Electronic quantum holography (also known as quantum holographic data storage) is a holographic imagery and information storage technology based on the principles of electron holography. By recording both the amplitude and phase of electron waves through interference using a reference wave, electronic quantum holography can encode and read out data at high precision and density, storing as much as 35 bits per electron.

Electronic quantum holography differs from classical holography in discussing the fundamental principles of each technology. Typically, classical holography relies on optical coherence, using the interference between a reference beam and an object beam to record the phase (the position of the wave) and amplitude (the height of the wave) of light. Because this process depends on stable, first-order interference, classical holography requires coherent and well-aligned light sources. Additionally, the performance of classical holography can falter under unstable conditions such as mechanical vibrations, random phase fluctuations, or stray illumination.

By contrast, electronic quantum holography, and quantum holography itself, encode holographic information in the second-order coherence of entangled photon pairs rather than first-order coherence.
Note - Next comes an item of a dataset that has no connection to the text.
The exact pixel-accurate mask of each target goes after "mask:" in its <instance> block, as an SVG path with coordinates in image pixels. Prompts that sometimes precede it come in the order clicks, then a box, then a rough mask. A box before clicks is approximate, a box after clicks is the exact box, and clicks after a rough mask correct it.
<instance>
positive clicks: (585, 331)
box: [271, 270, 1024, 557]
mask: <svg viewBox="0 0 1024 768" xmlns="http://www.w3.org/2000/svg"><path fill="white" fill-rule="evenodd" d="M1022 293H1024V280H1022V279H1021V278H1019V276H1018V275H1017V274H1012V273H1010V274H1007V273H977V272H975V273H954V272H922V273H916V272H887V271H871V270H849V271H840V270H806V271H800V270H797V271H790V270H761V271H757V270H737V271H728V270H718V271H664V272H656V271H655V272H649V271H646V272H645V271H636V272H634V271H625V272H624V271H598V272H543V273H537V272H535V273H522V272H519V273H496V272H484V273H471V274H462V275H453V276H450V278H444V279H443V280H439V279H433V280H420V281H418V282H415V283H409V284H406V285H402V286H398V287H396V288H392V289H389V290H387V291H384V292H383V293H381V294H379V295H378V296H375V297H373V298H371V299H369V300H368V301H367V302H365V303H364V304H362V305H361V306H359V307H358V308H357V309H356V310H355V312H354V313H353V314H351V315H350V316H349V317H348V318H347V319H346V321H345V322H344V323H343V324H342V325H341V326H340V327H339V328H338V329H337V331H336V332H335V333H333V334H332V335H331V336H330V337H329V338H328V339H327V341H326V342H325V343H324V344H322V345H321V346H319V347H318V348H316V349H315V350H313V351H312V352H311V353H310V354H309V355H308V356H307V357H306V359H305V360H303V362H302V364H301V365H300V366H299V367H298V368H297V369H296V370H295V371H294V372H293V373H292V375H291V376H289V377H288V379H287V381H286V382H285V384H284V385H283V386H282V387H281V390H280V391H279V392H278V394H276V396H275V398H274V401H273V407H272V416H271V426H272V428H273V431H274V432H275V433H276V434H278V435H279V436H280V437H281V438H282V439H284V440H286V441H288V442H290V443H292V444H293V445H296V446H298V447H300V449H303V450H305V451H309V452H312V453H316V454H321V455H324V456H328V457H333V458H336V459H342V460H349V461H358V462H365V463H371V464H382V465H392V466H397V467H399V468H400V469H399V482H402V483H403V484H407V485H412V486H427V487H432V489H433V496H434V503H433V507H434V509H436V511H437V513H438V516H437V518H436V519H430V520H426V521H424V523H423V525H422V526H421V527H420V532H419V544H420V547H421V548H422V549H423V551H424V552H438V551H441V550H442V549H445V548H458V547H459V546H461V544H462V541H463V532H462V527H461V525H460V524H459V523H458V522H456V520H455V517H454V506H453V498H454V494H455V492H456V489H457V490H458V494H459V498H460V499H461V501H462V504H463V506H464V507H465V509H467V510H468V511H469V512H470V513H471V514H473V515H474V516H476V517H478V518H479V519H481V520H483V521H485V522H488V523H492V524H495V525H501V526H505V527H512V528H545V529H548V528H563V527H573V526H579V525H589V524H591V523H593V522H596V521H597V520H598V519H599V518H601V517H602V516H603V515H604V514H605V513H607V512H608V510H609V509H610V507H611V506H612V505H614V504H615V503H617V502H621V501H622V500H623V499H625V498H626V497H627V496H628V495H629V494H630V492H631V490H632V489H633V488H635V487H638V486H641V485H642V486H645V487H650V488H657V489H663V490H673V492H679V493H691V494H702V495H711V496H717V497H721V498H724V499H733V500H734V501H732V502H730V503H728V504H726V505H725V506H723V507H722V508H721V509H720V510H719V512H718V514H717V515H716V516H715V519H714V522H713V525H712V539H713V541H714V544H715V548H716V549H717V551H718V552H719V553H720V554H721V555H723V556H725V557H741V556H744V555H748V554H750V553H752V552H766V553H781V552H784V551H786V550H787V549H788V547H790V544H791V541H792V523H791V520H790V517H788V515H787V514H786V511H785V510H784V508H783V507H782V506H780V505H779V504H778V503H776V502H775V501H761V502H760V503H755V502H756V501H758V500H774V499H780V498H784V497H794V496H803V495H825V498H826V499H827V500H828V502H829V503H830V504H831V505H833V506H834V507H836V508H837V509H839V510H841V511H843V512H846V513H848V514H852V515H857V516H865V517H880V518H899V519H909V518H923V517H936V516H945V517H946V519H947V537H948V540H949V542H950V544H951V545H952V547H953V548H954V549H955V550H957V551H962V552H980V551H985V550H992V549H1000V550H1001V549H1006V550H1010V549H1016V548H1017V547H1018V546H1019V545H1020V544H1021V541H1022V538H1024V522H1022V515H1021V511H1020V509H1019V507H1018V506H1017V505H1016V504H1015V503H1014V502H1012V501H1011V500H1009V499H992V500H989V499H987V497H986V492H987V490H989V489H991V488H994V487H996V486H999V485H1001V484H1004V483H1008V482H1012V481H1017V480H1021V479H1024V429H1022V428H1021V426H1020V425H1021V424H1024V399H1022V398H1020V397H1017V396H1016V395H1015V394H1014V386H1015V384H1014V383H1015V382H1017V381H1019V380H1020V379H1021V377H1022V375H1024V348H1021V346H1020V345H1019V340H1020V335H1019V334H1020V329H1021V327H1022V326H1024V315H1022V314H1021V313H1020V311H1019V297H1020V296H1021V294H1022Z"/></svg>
Through the use of spatial-polarization hyper-entangled photons (photons that are linked in both their physical path and the direction of their light wave's vibration), quantum holography can reconstruct phase images through coincidence measurements even when illumination is incoherent or unpolarized. This allows for remote interference between photons that do not share overlapping paths, provides protection from noise and phase disorder, and can produce enhanced spatial resolution compared to classical holography.